Saturday, August 8, 2015

The invisible disability

I have suffered for many years with being sick. Knowing that my immune system was screwed up but had NO idea how to get answers.

Remember, I've been in the medical "field" for almost 15 years and have had to be my own advocate. It's not like the doctors that I've had find many answers.... or go looking for them - it's usually dealing with the symptoms at hand and managing what I'm dealing with at that time. It's hard to look at the whole when you're looking at the incident.

I received confirmation today about the IgG1 deficiency and now I want some answers.... to see what symptoms fit with what or what further examinations need to be requested and advocated for.

I had a "tiff" with the hubby tonight on the phone - how my disability is completely invisible and is difficult to understand. When you're disability is physical, one can understand when you're in pain or you can't do something. If you have cancer or something like that it's understandable that you're tired or can't do something. But when you can't see what's wrong it's harder to grasp or understand.

My husband says to me - well if you lost weight then you would have more energy...

he's ABSOLUTELY correct! HOWEVER, that's easier said than done when every time I go to exercise it increases my bumm infections and pain.... so I can't exercise.

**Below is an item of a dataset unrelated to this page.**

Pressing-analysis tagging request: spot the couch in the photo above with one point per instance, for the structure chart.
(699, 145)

He complains that I sleep all the time.... well I AM tired!!! Somedays it's just everything to sit on the couch and do NOTHING!

My hubby can't believe that I've been on the computer all evening doing my "research" and can't I just wait for my appointment in OCTOBER for answers from the specialist?! .... to which my retort was..... "have doctors provided me answers or given me all the information or what sort of things are we going to do next???? NOT VERY OFTEN!!!! It's usually I who is inquiring about things, asking for referrals to certain ppl, asking for certain tests..... while I'm lucky that I have a family physician who listens to me and certainly is willing to give what I ask, it's me who is initiating everything.

I hate that I have to wait almost 2 months til I see a person who specializes in this, and I doubt that treatment will be commenced when I see the physician. I'm sure that I'll have more questions, very little answers. UGH!!!!